Por su parte, la diputada Candelaria Ochoa Ávalos, del Movimiento Ciudadano, al recordar que la responsabilidad del Estado es procurar el más alto nivel posible de salud en la población, también reivindicó el Estado laico: “las y los servidores públicos tienen, con base en el artículo 7 de la Ley General de Responsabilidades Administrativas, la obligación de actuar y ejercer sus actividades en función de ello. Y un principio es la laicidad.”

En su turno, la diputada Hortensia Aragón Castillo, del PRD, afirmó que con dicho artículo se vulnera el derecho a la interrupción legal del embarazo, puntualizando que, además, se vulnera el derecho a la atención médica; “que la Secretaría de Salud nos diga si va a tener en todos los casos no objetores de conciencia; para mí queda claro que sí se pone en riesgo la vida y la salud de muchos y muchas en este país”, cuestionó.

La diputada Cecilia Soto destacó que el dictamen no atiende ningún problema en el país ya que no existen casos donde se haya negado la prerrogativa a la objeción de conciencia a personal médico. Por el contrario, puntualizó que con esta reforma se abre “la puerta a que criterios religiosos normen la política de salud pública en un país laico”.

Recordó que en México a mujeres y niñas, con el argumento de la objeción de conciencia, se les ha negado el derecho a interrumpir un embarazo en casos de violación, aunque agregó que no es un tema solamente de salud reproductiva de las mujeres, sino que es un tema amplio que vulnera los derechos humanos de toda la población, “atiende al problema de la transfusión sanguínea, al trasplante de órganos, a la investigación con células madre”, detalló.

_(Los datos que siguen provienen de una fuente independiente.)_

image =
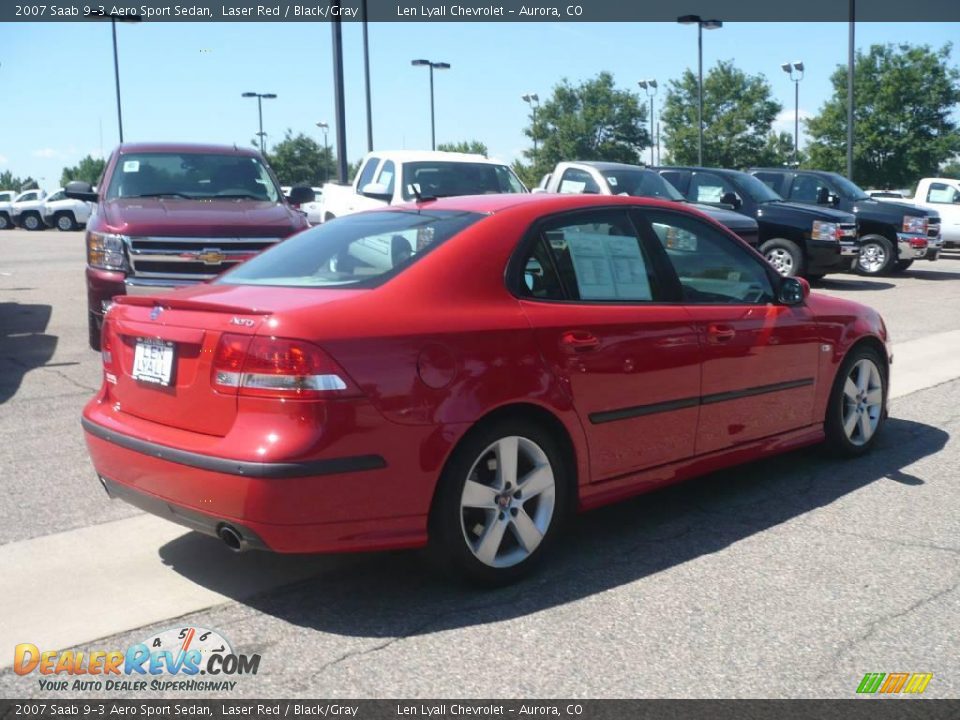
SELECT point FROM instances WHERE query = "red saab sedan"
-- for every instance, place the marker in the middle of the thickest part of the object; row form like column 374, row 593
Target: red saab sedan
column 466, row 372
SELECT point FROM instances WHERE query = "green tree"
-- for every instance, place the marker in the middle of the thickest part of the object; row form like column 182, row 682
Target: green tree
column 590, row 121
column 89, row 169
column 738, row 115
column 474, row 147
column 301, row 160
column 904, row 96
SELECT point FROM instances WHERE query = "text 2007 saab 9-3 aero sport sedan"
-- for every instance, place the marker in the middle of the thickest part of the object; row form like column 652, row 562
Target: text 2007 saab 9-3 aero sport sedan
column 464, row 373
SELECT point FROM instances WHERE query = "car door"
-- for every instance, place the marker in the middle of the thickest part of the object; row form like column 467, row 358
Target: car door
column 759, row 357
column 605, row 324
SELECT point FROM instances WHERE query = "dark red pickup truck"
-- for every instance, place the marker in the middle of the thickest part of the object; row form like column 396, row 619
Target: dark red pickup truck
column 169, row 215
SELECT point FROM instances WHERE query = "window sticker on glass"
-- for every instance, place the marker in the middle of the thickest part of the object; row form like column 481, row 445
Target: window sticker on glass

De igual forma, la diputada Mariana Trejo Flores, de Morena, afirmó que el dictamen reconoce que en ninguna de las normas internacionales que México ha firmado y ratificado se encuentra establecido el derecho a la objeción de conciencia, y que además “reconoce que en la Constitución Política no existe precepto expreso que proteja el derecho a la objeción de conciencia, por el contrario, se ha considerado que las convicciones religiosas no pueden ser motivo para incumplir leyes”.

A través de sus redes sociales, feministas, asociaciones, organizaciones y grupos de defensa de derechos humanos argumentaron su rechazo a la aprobación de este dictamen por implicar violaciones a los derechos humanos, especialmente de las mujeres, como lo señaló el Instituto Simone de Beauvoir “inadmisible que @Mx_Diputados apruebe dictamen sobre objeción de conciencia que vulnera derechos reproductivos de mujeres #SaludSinObjeción”.